Escola Firjan SESI Macaé é uma das mais premiadas no Rio de Letras
Quais são as cidades e escolas que mais vêm produzindo jovens autores selecionados pela Academia Brasileira de Letras (ABL) no Prêmio Rio de Letras? Um levantamento da Firjan SESI mostra que, nos últimos dois anos, 27 deles são da capital, mas a Escola Firjan SESI Macaé se destaca, sozinha, com seis jovens autores. O prêmio, que chega à terceira edição neste ano, é uma iniciativa da Firjan SESI em parceria com a ABL e a Secretaria de Estado de Educação (Seeduc). As inscrições estão abertas somente até esta sexta-feira (17/7).

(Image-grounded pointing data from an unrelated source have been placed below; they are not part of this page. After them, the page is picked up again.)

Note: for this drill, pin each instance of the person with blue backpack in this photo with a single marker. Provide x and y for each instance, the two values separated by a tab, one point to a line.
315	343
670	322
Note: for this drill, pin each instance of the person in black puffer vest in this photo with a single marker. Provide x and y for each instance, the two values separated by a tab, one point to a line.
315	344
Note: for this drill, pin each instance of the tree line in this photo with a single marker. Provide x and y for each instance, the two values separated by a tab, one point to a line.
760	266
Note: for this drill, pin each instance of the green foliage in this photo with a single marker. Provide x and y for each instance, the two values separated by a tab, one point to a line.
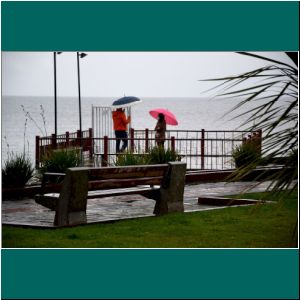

A premiação é voltada a estudantes do Ensino Médio das redes estadual e Firjan SESI, e cada participante pode submeter somente um trabalho, escolhendo entre as categorias Poesia, Crônica e Conto, cujos textos são selecionados pelos imortais da ABL. Neste ano, o tema escolhido foi “Inteligência Artificial e Criatividade”, enquanto nas edições anteriores os textos abordaram diversidade e natureza, num total de mais de 100 jovens autores premiados.
Na Escola Firjan SESI Macaé, um dos diferenciais que levaram a unidade a ter seis autores selecionados é o curso de Escrita Criativa. A coordenadora de Educação Básica, Rejane Senna, conta que nunca houve um interesse tão grande pelas aulas, oferecidas há cerca de quatro anos – portanto, anterior à realização do prêmio. Segundo ela, muitos estudantes relatam que isso se deu em função do prêmio. “Temos sempre conquistado medalhas, os trabalhos são reconhecidos. Isso acaba sendo um incentivo para os alunos buscarem mais a leitura e a escrita”, pontua.
O primeiro passo é identificar os interessados. Semanalmente, é promovido um encontro para que falem sobre o processo de criação – um acompanhamento que, segundo Rejane, tem feito toda a diferença. Ao fim desse processo, as professoras responsáveis pela tutoria na participação do prêmio fazem uma seleção dos que serão submetidos. “Os estudantes se apoiam muito, mas têm muita sede de competição, de ganhar, então temos tido resultados muito bacanas”, conclui.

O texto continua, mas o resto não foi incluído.